Jim Cullen, a bloodstock agent who does business with the Mallorys, said he thinks Scott will do well with the operation.

"I think he's going to be fine," Cullen said. "He's a very, very good horseman, and I think he'll do great living up to his dad's legacy."

Scott said, in the coming months, he has 28 yearlings to sell at Keeneland in September, 14 at the Fasig-Tipton sale in Maryland in October, and at least 30 for the Fasig-Tipton sale in Kentucky in October.

"That will keep me going," he said.

Cullen said that Dan Mallory, who was headed to the Texas sale on Sunday, was actually scheduled to fly to town on Saturday night, but that flight was canceled, and he ended up on Flight 5191.

Scott said he was able to soldier on Monday because of the drive his father instilled in him a long time ago, a drive that stems from a lifetime of working with animals dependent on daily care.

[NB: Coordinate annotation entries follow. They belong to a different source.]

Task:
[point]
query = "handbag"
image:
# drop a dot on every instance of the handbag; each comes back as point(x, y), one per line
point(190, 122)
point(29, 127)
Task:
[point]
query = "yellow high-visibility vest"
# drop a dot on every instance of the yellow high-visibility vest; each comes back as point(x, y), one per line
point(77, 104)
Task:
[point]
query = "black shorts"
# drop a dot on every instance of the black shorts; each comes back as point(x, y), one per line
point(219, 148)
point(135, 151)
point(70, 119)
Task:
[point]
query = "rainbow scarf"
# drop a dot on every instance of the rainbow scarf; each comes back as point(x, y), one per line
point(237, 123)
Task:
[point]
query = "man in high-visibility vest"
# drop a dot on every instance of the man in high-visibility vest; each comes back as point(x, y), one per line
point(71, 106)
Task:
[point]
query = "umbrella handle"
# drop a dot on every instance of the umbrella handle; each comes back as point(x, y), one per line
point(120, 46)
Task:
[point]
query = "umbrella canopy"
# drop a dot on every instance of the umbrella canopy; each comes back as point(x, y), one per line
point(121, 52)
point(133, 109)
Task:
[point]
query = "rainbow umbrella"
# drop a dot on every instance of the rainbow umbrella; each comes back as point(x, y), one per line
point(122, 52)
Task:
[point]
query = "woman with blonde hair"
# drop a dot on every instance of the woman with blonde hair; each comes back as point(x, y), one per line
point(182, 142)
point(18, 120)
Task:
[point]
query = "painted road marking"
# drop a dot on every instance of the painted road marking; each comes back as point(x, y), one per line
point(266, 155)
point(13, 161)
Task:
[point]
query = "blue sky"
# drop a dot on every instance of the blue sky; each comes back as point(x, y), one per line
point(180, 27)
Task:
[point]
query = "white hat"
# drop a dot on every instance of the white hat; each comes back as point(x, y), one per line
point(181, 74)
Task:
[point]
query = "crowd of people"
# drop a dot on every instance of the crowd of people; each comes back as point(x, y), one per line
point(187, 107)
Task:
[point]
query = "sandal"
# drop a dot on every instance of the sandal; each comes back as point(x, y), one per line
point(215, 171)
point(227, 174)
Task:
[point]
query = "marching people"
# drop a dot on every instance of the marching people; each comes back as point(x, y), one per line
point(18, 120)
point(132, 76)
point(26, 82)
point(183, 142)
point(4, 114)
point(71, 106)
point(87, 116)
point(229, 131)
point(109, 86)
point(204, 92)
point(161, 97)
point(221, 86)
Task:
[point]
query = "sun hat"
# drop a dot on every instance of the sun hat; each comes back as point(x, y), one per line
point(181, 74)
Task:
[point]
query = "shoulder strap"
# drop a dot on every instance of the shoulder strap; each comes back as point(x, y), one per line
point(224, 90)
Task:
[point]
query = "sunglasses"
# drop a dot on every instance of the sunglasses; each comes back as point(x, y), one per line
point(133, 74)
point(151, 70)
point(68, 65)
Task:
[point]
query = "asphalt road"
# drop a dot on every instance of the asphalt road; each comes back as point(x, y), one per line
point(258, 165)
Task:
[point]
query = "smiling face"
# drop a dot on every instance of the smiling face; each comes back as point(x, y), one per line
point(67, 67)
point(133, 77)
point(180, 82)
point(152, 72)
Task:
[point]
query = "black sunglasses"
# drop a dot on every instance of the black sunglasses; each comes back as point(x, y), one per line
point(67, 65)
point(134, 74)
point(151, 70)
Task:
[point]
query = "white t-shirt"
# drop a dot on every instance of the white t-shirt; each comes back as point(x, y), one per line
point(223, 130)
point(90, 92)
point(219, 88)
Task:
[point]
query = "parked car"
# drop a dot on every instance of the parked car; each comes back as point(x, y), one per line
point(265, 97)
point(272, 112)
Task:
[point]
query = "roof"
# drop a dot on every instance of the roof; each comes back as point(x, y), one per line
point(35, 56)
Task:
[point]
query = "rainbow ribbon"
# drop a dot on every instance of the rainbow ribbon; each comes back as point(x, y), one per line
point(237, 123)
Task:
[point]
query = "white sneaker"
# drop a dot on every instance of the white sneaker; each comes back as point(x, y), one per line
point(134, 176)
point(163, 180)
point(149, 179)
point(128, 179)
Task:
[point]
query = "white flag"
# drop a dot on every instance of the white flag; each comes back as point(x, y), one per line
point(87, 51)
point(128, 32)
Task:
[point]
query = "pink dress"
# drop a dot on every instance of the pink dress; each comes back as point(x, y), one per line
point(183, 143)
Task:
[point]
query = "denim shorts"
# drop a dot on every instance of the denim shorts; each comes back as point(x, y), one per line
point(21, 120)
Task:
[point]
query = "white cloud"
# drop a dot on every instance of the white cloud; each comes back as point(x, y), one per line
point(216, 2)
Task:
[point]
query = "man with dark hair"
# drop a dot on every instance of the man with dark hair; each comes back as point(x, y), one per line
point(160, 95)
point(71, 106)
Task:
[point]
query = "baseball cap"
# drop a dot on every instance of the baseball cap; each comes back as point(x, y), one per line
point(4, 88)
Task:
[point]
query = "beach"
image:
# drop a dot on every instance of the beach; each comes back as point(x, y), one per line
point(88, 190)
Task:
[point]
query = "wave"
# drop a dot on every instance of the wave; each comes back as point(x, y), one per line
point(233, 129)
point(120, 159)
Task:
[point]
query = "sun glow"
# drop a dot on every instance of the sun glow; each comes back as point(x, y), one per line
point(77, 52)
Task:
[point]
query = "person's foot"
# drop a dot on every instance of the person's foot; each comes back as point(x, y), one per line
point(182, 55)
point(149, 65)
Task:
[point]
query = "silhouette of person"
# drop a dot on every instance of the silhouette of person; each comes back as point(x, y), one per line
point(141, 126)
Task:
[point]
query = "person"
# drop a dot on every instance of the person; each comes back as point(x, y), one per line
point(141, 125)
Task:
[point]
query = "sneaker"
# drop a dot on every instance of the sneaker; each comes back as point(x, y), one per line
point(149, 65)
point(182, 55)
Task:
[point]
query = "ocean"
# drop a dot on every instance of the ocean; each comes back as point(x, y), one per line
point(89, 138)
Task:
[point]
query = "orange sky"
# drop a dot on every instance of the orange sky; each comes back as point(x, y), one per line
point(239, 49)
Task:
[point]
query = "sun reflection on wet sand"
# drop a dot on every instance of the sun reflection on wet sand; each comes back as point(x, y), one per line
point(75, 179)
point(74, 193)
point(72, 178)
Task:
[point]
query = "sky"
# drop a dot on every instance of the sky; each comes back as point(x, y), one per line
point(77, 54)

"I've grown up on the farm," he said. "If we didn't go to school for snow or whatever, we didn't get to sleep in and watch cartoons. In the summer, we bailed hay, all that stuff."

Scott said being honest in business is the greatest professional lesson he takes from his father. He said as a testament to his father he plans to continue to sell horses under the consignment banner of Dan Mallory.

Hastings vet among crash victims

It was confirmed Tuesday that Anne Bailey, a veterinarian technician at Hastings, was among those who died when Comair Flight 5191 crashed after takeoff from Blue Grass Airport on Sunday.

According to her employer, Dr. Ed Wiebe, Bailey was in Lexington to attend a four-day veterinarian-technical conference. Wiebe heard about the crash Sunday from a staff member at a Kentucky vet clinic who had attended the conference with Bailey and had driven her to the airport. Wiebe said that he immediately informed Bailey's husband, Michael Simard, about the crash.

Bailey, who was 49, had worked for Wiebe for the past five years.

"She basically organized our whole practice," said Wiebe. "As well as being a wonderful person, she was indispensable."

Randy Lane, an owner and trainer at Hastings, echoed the feelings of everyone on the Hastings backstretch.

"Anne went to every barn every day, and she knew everyone at the track," he said. "She was always happy to see you and she made everyone a better person for knowing her. She's really going to be missed."

Pilots noticed lack of runway lights

In Lexington, National Transpor-tation and Safety Board investigators said Monday night that the plane's captain, Jeffrey Clay, and first officer James Polehinke were aware during the takeoff that the lights were off on the runway they were using. NTSB member and spokesman Debbie Hersman said that the cockpit voice recorder taped a conversation between the men in which they commented on the lack of runway lights.

According to the investigation, Runway 26 had been in use as a daylight-only runway for general aviation, as opposed to commercial airlines, and that it had not been lit since 2001. Runway 26 is a 3,500-foot runway, far shorter than the 7,000-foot Runway 22, which the flight crew had intended to use.

Hersman also said investigators had determined that Clay had been at the controls when the plane was taxiing and Polehinke had been at the controls when the plane attempted takeoff and crashed. Polehinke, 44, is the flight's sole survivor and remained in critical condition in a coma Tuesday at the University of Kentucky hospital.